The liposome association assay was performed as described25 (link)26 (link). Lipids were dried and incubated in Tris buffered saline (TBS) (50 mM Tris-HCl, pH 7.0, 0.1 M NaCl) at 37 °C for 1 h. The liposomes were formed by vigorous vortexing (5 min), pelleted by centrifugation at 20,000 × g for 10 min at 4 °C, and washed twice with ice-cold TBS. Purified His-FT was added to the liposomes to a final 100 μl volume, and the mixture was incubated at 30 °C for 30 min. After incubation, liposomes were pelleted again by centrifugation at 20,000 × g and washed twice with ice-cold TBS. The pellets were analysed by SDS–polyacrylamide gel electrophoresis and blotted onto nitrocellulose membrane (Bio-Rad, Hercules, CA) for protein gel blot analysis.
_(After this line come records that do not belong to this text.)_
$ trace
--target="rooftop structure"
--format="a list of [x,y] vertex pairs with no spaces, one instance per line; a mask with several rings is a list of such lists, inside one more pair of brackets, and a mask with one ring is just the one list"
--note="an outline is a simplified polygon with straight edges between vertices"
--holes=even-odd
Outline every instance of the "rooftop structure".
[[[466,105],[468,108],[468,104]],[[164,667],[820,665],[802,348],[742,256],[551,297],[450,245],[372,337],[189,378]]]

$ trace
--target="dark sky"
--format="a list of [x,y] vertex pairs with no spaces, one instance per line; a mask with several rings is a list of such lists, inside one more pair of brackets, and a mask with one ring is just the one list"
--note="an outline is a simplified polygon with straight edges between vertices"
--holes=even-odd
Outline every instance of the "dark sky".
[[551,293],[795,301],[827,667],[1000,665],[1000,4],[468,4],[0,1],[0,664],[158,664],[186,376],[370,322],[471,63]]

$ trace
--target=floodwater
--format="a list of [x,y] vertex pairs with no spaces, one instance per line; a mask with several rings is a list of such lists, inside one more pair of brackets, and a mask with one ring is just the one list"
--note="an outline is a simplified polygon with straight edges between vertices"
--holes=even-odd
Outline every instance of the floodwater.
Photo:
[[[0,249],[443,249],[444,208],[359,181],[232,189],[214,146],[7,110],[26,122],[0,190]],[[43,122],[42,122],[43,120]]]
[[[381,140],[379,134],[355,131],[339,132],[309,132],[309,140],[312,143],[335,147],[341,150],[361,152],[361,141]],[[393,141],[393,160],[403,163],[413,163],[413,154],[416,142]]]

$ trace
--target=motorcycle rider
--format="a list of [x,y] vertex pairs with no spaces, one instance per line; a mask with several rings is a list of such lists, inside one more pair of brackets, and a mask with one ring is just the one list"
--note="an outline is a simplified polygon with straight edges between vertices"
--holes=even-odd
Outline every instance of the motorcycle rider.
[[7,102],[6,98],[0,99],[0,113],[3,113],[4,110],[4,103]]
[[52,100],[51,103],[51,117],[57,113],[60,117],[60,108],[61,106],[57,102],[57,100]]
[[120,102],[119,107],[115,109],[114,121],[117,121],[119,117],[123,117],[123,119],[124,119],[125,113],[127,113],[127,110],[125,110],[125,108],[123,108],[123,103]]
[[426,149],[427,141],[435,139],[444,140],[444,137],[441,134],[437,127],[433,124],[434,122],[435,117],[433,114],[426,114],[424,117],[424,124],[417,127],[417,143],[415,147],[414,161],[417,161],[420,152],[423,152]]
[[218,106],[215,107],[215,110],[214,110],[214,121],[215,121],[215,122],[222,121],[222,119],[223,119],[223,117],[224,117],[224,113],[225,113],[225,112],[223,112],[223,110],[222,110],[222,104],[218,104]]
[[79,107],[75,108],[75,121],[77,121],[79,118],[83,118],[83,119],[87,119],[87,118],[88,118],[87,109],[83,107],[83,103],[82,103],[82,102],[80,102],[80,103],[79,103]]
His-FT was immunodetected by a monoclonal antibody against penta-His (H1029, Sigma-Aldrich; dilution 1:1,000) and horseradish peroxidase–coupled anti-mouse IgG (A3682, Sigma-Aldrich; dilution 1:10,000) with the West Pico chemiluminescence detection kit (Thermo Scientific, Rockford, IL) and signal intensity of each spot was quantified by image analyser (LAS4000, GE healthcare). An uncropped scan of a representative result is shown in Supplementary Fig. 6.